Hybrid simulation of space plasmas: models with massless fluid representation of electrons. III: Shockless discontinuities (Q1395067)

This is the third article in a series of reviews on hybrid simulation of low-frequency processes in space plasmas. It deals with shockless (contact, tangential, and rotational) discontinuities. A hybrid model is described with ions represented by particles and electrons by a massless fluid. The Hamiltonian scheme for the numerical implementation of this model is discussed in detail. The first part of the article provides basic background information, which covers MHD models (ideal, resistive, and Hall models) as well as a classification of shockless discontinuities and their main properties.
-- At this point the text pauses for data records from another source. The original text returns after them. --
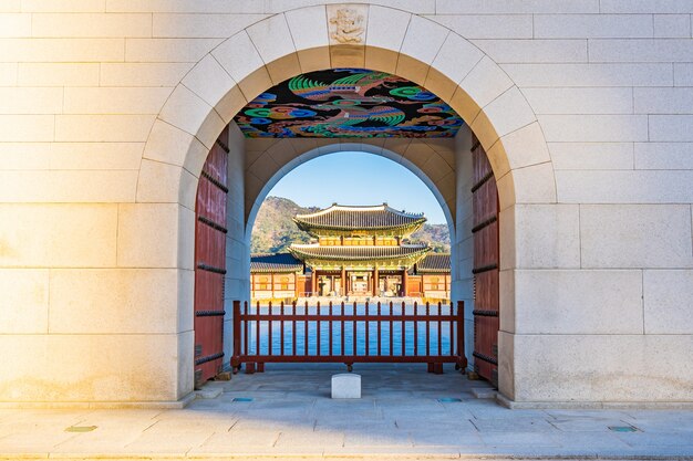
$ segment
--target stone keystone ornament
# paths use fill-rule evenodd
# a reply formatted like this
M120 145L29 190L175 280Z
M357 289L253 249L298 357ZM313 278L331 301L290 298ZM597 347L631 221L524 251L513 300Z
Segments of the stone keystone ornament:
M351 44L361 43L363 39L363 20L364 17L352 8L340 8L335 13L330 15L330 24L334 27L330 32L330 38L338 43Z

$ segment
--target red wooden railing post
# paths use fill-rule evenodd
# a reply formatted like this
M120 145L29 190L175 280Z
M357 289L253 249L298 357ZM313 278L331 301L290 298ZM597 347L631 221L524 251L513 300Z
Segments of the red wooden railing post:
M457 365L464 371L467 368L465 355L465 303L457 301Z
M240 301L234 301L234 353L231 369L238 373L240 367Z
M369 321L369 302L368 301L365 302L365 322L363 324L365 326L365 355L369 356L371 354L369 350L371 348L370 347L371 345L369 344L371 339L371 337L369 336L370 334L369 329L370 329L371 323Z

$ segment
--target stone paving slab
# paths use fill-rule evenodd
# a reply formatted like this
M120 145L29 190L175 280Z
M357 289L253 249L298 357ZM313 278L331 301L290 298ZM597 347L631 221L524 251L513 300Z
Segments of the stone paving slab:
M509 410L474 398L488 385L452 367L444 375L425 366L358 368L359 400L329 397L330 377L343 367L268 366L211 383L204 395L216 397L185 409L2 409L0 460L693 460L693 411ZM93 430L66 431L75 426Z

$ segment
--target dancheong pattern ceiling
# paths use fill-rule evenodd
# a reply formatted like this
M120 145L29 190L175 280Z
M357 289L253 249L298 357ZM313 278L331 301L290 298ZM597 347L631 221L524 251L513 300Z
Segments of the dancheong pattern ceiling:
M463 124L451 106L384 72L331 69L294 76L234 118L246 137L453 137Z

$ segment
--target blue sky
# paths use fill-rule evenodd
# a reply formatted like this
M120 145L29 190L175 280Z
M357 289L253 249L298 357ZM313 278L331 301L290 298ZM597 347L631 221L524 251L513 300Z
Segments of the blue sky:
M365 153L328 154L294 168L269 192L302 207L387 202L399 210L423 212L431 224L445 216L431 189L413 172L384 157Z

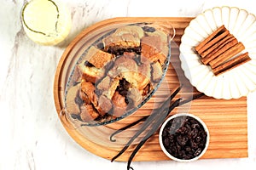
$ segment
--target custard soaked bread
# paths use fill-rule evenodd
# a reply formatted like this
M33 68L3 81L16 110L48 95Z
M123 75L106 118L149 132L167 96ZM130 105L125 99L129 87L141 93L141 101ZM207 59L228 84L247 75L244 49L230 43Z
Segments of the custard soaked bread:
M70 88L75 97L66 100L77 105L69 114L82 122L101 122L139 107L168 64L167 37L154 27L126 26L90 46L73 71L70 86L79 88Z

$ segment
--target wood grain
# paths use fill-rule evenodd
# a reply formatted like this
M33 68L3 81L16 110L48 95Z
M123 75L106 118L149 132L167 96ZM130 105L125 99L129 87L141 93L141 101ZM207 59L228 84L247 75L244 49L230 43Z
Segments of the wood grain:
M157 107L181 83L185 84L184 89L181 92L181 96L191 96L192 94L198 93L195 88L191 88L189 82L183 75L180 67L179 49L181 37L185 27L193 18L114 18L97 23L82 31L67 48L60 60L56 70L54 85L54 97L57 113L63 108L63 93L67 79L65 74L67 65L71 59L68 59L79 40L95 30L113 24L143 22L161 20L172 23L176 29L176 37L172 44L171 65L167 71L163 83L159 88L154 97L141 109L134 114L105 126L106 128L113 130L120 128L140 117L151 113L152 109ZM208 127L210 132L210 144L206 154L201 159L207 158L238 158L247 157L247 98L237 99L215 99L211 97L203 96L201 99L194 100L189 105L175 109L172 114L177 112L189 112L201 117ZM68 122L62 116L60 116L64 128L69 135L79 143L83 148L91 153L106 159L111 159L121 149L121 146L112 147L111 145L101 145L93 139L83 135L83 128L74 129L68 126ZM131 138L133 131L137 128L130 129L131 133L119 134L119 137L125 140ZM86 129L90 133L99 133L106 135L106 142L109 142L108 132L96 129ZM134 148L134 145L117 159L119 162L126 162ZM158 133L156 133L138 151L134 161L162 161L169 160L161 151L158 142Z

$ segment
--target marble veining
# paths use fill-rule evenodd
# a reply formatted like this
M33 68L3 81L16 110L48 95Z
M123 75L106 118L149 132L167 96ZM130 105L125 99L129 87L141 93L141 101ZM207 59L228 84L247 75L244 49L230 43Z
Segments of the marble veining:
M3 0L0 6L0 170L125 169L125 162L98 157L76 144L63 128L54 105L53 82L70 42L94 23L118 16L196 16L214 6L230 5L254 13L252 1L60 0L72 14L72 31L57 46L40 46L25 34L20 10L26 1ZM255 13L256 14L256 13ZM248 158L133 162L135 169L241 169L256 165L256 92L248 96ZM247 167L247 169L250 169Z

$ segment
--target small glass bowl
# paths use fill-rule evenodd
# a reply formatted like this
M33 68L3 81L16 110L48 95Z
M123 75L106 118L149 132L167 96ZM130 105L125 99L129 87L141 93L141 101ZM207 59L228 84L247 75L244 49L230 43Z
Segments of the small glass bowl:
M159 135L164 153L173 161L183 162L201 157L208 148L209 139L209 131L204 122L189 113L177 113L169 117L161 126Z

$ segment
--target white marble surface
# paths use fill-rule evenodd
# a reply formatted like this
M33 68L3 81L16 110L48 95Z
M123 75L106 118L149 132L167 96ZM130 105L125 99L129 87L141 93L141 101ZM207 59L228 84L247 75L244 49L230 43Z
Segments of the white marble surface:
M40 46L22 30L22 0L0 5L0 170L126 169L80 147L59 121L53 99L58 61L71 40L87 26L118 16L196 16L214 6L237 6L256 14L253 1L62 0L73 19L60 46ZM256 92L248 95L248 158L209 159L191 163L133 162L137 169L250 169L256 166ZM248 167L252 165L253 167Z

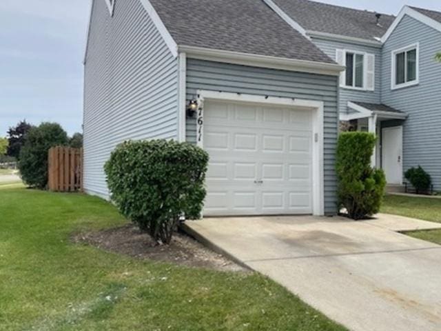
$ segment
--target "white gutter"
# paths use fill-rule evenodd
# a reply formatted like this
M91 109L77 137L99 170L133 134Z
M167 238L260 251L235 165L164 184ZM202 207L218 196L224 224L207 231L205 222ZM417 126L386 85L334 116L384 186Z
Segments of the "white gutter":
M178 51L186 53L187 58L283 70L339 76L340 73L345 70L345 66L336 63L258 55L194 46L178 46Z

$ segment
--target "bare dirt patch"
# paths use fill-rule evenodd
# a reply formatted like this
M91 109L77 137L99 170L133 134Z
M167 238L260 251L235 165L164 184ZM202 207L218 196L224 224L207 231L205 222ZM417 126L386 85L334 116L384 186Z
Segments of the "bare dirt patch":
M170 245L155 245L148 234L128 224L103 231L75 234L72 241L137 259L220 271L248 271L181 232L175 234Z

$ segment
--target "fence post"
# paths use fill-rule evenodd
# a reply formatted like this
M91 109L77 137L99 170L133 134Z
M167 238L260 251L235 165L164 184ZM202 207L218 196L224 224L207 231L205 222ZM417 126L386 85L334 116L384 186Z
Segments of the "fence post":
M83 190L82 150L57 146L48 152L48 186L55 192Z

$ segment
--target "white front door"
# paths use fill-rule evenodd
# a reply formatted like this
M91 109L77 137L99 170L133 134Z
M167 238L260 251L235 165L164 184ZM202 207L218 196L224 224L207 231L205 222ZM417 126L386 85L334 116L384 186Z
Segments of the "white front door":
M402 184L402 126L384 128L382 146L382 164L387 183Z
M312 112L207 101L204 214L311 214Z

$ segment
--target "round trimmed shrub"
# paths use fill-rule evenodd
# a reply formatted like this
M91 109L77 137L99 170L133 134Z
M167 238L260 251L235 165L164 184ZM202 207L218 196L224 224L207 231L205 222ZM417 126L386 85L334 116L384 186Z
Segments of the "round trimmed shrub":
M376 137L367 132L344 132L337 144L336 172L339 208L353 219L363 219L380 211L386 177L371 166Z
M48 152L51 147L68 143L68 134L57 123L42 123L26 133L20 150L19 169L30 187L45 188L48 184Z
M421 166L409 169L404 174L404 177L415 188L417 194L427 192L432 183L430 174L426 172Z
M168 244L181 217L201 217L208 154L187 143L127 141L105 163L112 199L158 243Z

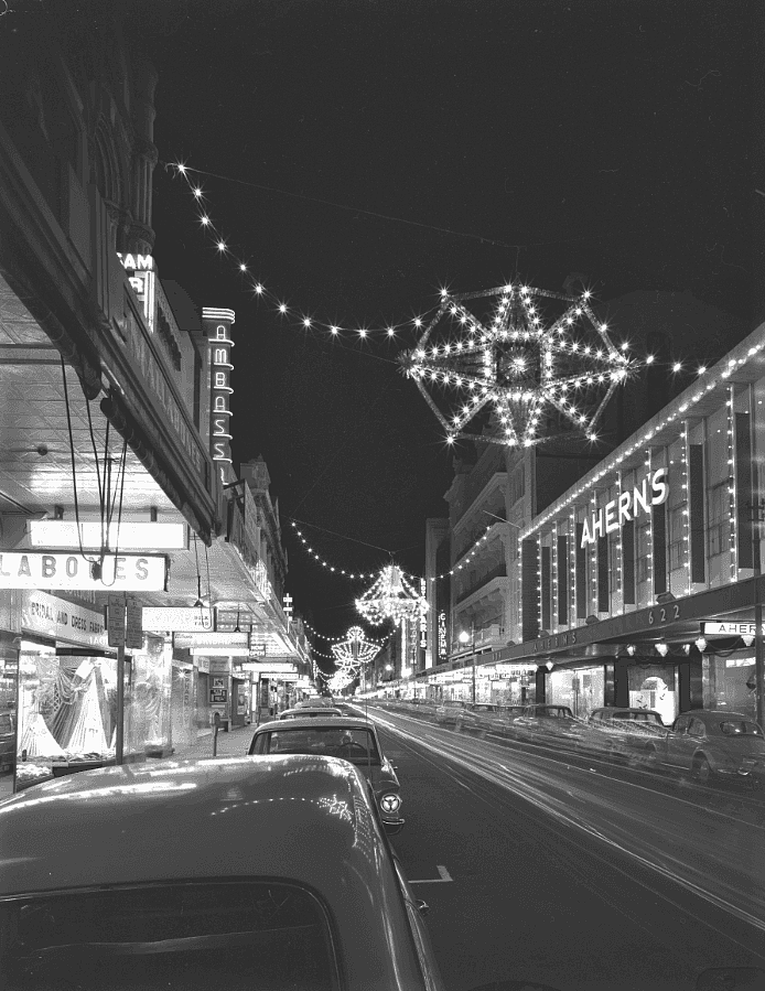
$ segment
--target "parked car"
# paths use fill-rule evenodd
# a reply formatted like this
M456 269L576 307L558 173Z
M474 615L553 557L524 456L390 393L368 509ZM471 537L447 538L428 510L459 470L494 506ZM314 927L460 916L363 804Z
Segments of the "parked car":
M396 768L382 753L377 728L365 719L337 715L263 723L256 730L248 753L319 754L349 761L371 785L386 832L395 834L403 828Z
M279 713L279 719L309 719L313 717L327 717L327 715L342 715L343 713L340 709L328 709L326 705L309 709L308 707L303 709L284 709Z
M545 744L577 743L582 736L582 720L568 705L538 703L527 705L513 720L510 732L517 740Z
M632 761L646 746L662 740L667 728L654 709L605 707L594 709L585 720L580 745L589 753L614 761Z
M457 717L467 705L467 702L450 700L435 707L435 722L442 726L456 726Z
M0 833L7 991L443 991L427 906L346 762L86 772L1 803Z
M661 739L646 744L645 753L650 764L688 772L702 784L714 778L765 780L762 726L726 709L678 715Z

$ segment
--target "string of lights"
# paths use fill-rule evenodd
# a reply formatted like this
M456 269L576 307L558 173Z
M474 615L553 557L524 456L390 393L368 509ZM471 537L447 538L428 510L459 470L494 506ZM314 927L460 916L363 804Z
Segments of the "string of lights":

The review part of the article surveys the literature on simulation of the structure and properties of nonpropagating (contact and tangential) discontinuities and the structure of the magnetopause as a complex domain consisting of multiple discontinuities and waves. We also review the literature on hybrid simulation of rotational discontinuities and the structure of the reconnection layer-the configuration of the reconnecting magnetic forcelines in the dayside magnetopause and in the distant magnetotail. The concluding sections examine studies on hybrid simulation of the penetration of plasma inhomogeneities from the solar wind into the magnetosphere. The following issues are considered: the interaction of the bow shock with interplanetary discontinuities; the ``hot flow anomaly''; the interaction of pressure pulses with the bow shock; impulsive plasma penetration through a tangential discontinuity (the magnetopause) as a result of a ``collision'' of a magnetosheath plasmoid (plasma current sheet) with the magnetopause. For Part II, cf. Comput. Math. Model. 11, No. 3, 211--237 (2000); translation from Prikl. Mat. Inf. 1999, No. 2, 5--33 (1999; Zbl 1003.76097).